Lukman menyebutkan, pelaksanaan kali ini merupakan kegiatan ketiga setelah sebelumnya digelar saat Ramadan dan menjelang Idul Fitri.
Menurut dia, momentum menjelang Idul Adha dipilih karena adanya kecenderungan kenaikan harga sejumlah bahan pangan strategis di pasar.
“Beberapa hari lalu kami melakukan sidak ke pasar. Harga cabai saat itu masih Rp50.000 sampai Rp55.000 per kilogram, sebelumnya bahkan Rp40.000 sampai Rp45.000. Tadi pagi hasil survei menunjukkan harga cabai sudah mencapai Rp70.000 per kilogram,” ujarnya.

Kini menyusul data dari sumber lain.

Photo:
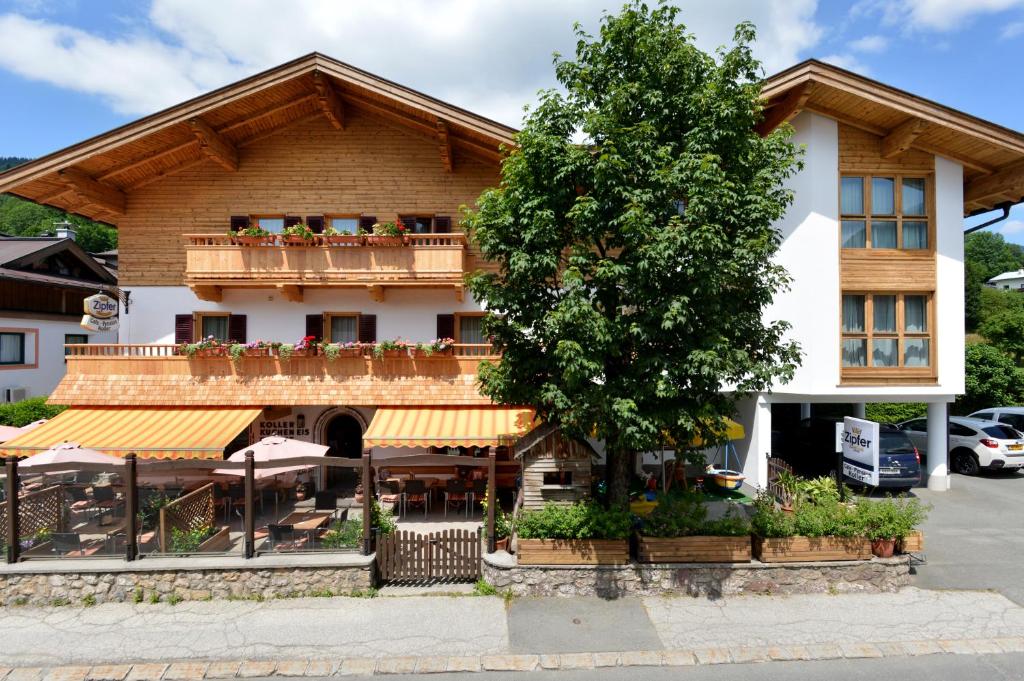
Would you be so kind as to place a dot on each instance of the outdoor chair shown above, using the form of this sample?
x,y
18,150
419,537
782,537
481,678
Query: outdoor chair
x,y
455,495
66,543
416,494
391,494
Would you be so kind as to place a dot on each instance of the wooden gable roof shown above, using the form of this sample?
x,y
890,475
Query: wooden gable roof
x,y
992,156
93,177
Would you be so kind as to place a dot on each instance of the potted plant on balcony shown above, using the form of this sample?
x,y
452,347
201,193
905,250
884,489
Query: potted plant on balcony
x,y
298,235
334,238
387,233
251,236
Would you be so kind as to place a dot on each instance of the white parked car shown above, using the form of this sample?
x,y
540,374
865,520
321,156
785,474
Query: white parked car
x,y
1012,415
974,443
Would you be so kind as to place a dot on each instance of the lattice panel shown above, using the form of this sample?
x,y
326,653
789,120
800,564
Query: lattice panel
x,y
194,511
37,511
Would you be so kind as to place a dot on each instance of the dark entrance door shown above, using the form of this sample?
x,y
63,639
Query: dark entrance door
x,y
344,436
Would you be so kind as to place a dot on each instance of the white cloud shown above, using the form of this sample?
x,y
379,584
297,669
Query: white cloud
x,y
872,44
942,15
489,57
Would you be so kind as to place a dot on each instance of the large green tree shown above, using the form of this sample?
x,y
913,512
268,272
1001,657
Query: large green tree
x,y
633,269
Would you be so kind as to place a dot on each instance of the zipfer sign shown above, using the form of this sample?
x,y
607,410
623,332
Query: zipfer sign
x,y
860,451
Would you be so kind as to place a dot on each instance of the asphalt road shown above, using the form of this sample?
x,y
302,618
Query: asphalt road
x,y
928,668
974,537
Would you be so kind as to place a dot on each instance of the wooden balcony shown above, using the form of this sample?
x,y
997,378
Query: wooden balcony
x,y
214,262
158,375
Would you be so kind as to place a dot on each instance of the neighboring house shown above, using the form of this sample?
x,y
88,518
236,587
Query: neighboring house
x,y
43,283
873,244
1009,281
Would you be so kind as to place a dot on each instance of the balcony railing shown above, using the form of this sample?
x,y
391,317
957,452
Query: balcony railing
x,y
219,260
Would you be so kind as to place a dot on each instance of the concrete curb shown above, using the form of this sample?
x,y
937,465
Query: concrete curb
x,y
197,671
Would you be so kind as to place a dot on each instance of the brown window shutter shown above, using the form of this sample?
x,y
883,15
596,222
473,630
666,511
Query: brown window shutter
x,y
368,328
183,328
237,327
445,326
314,326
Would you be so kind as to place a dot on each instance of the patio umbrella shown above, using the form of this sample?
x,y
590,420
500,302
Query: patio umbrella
x,y
70,453
271,449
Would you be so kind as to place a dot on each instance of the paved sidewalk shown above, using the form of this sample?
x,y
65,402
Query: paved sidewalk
x,y
323,637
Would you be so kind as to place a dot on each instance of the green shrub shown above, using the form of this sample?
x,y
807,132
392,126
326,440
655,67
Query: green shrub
x,y
581,520
894,412
27,411
890,518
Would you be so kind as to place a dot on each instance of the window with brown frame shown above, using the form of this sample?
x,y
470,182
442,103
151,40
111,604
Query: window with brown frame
x,y
885,212
886,330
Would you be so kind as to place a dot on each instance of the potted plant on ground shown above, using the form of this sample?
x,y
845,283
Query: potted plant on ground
x,y
678,530
889,521
251,236
582,534
298,235
387,233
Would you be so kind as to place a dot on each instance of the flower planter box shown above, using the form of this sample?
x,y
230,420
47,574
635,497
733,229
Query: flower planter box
x,y
912,543
810,549
573,552
694,550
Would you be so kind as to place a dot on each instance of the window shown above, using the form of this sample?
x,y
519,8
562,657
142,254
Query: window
x,y
342,328
75,339
345,225
886,331
884,212
273,224
11,348
213,324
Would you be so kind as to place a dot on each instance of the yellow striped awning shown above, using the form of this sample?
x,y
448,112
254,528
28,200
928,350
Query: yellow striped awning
x,y
153,432
446,426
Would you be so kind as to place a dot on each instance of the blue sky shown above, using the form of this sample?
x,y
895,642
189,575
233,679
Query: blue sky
x,y
71,69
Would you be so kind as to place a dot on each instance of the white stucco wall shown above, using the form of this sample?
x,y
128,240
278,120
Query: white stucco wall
x,y
409,314
49,335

Selain cabai, harga bawang merah juga mengalami kenaikan dari Rp40.000 menjadi Rp50.000 per kilogram.
Untuk membantu masyarakat, DPKP bekerja sama dengan petani dan memberikan subsidi harga pada sejumlah komoditas.
“Bawang kami beli dari petani seharga Rp40.000, kemudian kami subsidi Rp5.000 sehingga dijual Rp35.000 per kilogram. Cabai juga kami subsidi sehingga dijual Rp40.000 per kilogram, padahal di pasar tadi pagi harganya sudah Rp60.000 sampai Rp70.000,” kata Lukman.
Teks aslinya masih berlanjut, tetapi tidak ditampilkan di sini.